Effet ou non de propagande, Poutine bénéficie d’un énorme soutien populaire parmi de nombreux Russes, qui considèrent que cette figure d’homme fort est ce dont le pays a besoin, surtout en temps de guerre.
Au cours des plus de deux décennies où il a dirigé la Russie, Poutine n’a pas laissé émerger des concurrents qui pourraient lui faire de l’ombre, et sa figure est omniprésente dans le pays.
Mais les élections ont aussi montré certains signes de sa faiblesse.
Bien qu’il n’ait finalement pas été autorisé à se présenter comme candidat, l’opposant anti-guerre Boris Nadejdine a rassemblé plus de 100 000 signatures, affirme-t-il, pour sa candidature.

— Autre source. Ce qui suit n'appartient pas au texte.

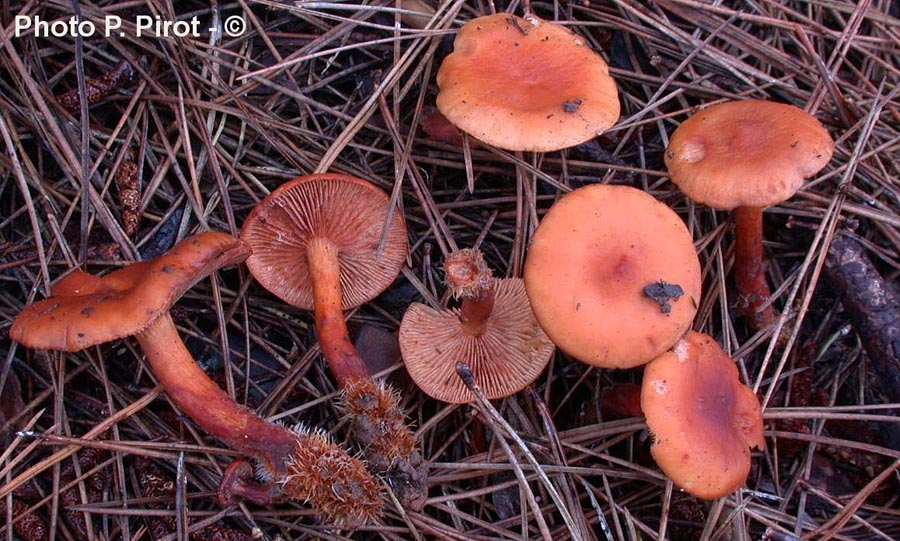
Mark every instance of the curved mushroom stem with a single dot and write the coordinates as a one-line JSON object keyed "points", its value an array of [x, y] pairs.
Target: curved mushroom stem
{"points": [[469, 278], [198, 396], [749, 268], [293, 463], [325, 273], [378, 422]]}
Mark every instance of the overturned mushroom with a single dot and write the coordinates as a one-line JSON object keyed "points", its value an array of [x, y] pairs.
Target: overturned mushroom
{"points": [[316, 246], [493, 331], [87, 310]]}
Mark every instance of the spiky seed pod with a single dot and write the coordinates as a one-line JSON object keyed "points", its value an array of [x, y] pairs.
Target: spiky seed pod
{"points": [[466, 273], [98, 88], [128, 183], [338, 485], [390, 447]]}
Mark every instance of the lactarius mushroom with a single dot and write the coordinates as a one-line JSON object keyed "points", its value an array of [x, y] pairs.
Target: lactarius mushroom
{"points": [[526, 84], [87, 310], [316, 246], [493, 331], [612, 276], [703, 419], [746, 155]]}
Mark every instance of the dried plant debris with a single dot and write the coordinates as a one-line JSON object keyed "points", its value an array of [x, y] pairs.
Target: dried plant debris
{"points": [[662, 292], [218, 120], [128, 184], [98, 88]]}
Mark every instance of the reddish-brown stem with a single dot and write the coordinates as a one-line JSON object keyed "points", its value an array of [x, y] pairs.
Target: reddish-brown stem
{"points": [[198, 396], [476, 310], [469, 278], [325, 273], [750, 268]]}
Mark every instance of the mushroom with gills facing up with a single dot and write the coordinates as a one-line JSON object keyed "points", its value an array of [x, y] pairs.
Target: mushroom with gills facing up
{"points": [[613, 276], [493, 331], [526, 84], [744, 156], [88, 310], [703, 419], [317, 245]]}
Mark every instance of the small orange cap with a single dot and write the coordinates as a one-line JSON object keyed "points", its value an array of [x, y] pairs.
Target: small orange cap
{"points": [[613, 276], [748, 153], [703, 419], [526, 84]]}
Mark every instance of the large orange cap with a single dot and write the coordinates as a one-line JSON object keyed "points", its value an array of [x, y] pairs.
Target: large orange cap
{"points": [[86, 310], [703, 419], [613, 276], [347, 211], [526, 84], [509, 354], [749, 153]]}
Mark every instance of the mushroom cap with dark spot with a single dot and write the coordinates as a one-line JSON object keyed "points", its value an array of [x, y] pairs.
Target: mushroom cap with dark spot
{"points": [[87, 310], [703, 419], [750, 153], [526, 84], [349, 212], [590, 260], [510, 353]]}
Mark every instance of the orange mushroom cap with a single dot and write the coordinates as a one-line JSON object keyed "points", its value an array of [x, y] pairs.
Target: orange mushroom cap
{"points": [[526, 84], [87, 310], [748, 153], [603, 274], [703, 419], [509, 354], [347, 211]]}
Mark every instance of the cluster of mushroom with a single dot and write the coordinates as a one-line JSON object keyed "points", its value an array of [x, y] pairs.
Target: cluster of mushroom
{"points": [[316, 243], [618, 293], [295, 463], [612, 275]]}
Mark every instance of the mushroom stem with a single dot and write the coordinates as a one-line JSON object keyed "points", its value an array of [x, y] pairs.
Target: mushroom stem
{"points": [[373, 408], [324, 270], [293, 464], [201, 399], [749, 268], [476, 310]]}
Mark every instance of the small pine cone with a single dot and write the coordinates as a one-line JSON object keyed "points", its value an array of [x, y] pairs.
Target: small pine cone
{"points": [[98, 88], [128, 182], [93, 486], [466, 273], [336, 484], [26, 524], [388, 444]]}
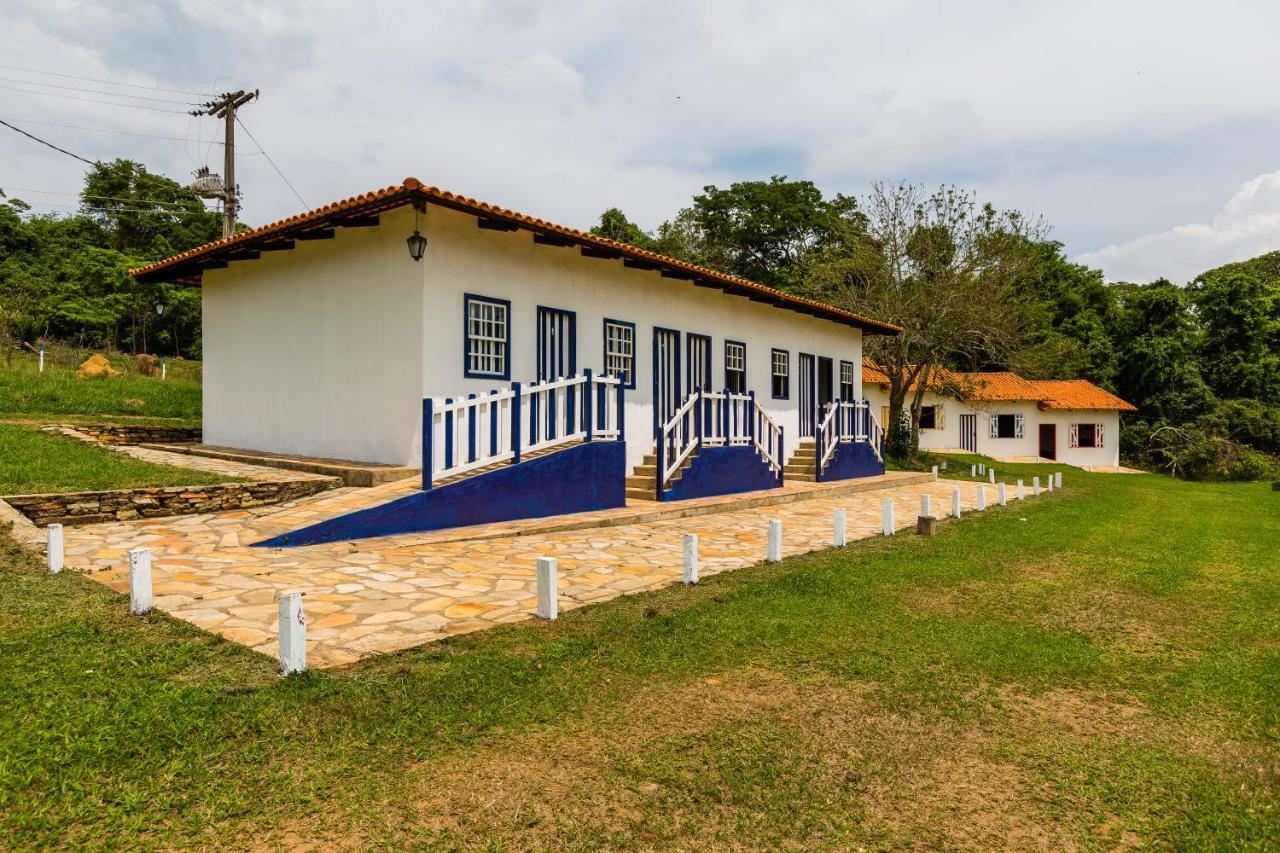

Ce Le sentiment anti-guerre pourrait entraver les nouveaux recrutementsKimberly Marten, experte de la Russie et de la sécurité internationale au Barnard College de l’Université de Columbia, a déclaré à BBC Mundo.
L’économie de guerre, avec une augmentation considérable des dépenses militaires, est également difficile à maintenir à long terme, préviennent les analystes.
Par ailleurs, des milliers de personnes ont fait la queue à midi devant les bureaux de vote en signe de protestation, comme l’avait demandé la veuve d’Alexeï Navalny et malgré une stricte surveillance policière.
Les foules qui sont venues commémorer l’opposant après sa mort dans la prison arctique ont également démontré qu’il existe une masse de citoyens prêts à protester malgré la répression.
Mais Poutine, grâce à la réforme constitutionnelle approuvée en 2020 après un référendum, pourrait remplir au moins deux mandats supplémentaires de six ans et être président jusqu’en 2036, date à laquelle il aurait 83 ans.
Pour Schulmann, la retraite de Poutine ne semble pas être une possibilité envisageable. Mais le système russe « vieillit » et est « dirigé par quelqu’un qui ne devient ni plus jeune, ni plus fort, ni plus résilient », analyse le politologue russe.
De cette manière, toute « stabilité est concentrée dans une seule personne » qui « ne peut pas vivre éternellement », conclut-il.
*Avec un reportage de Harriet Orrell.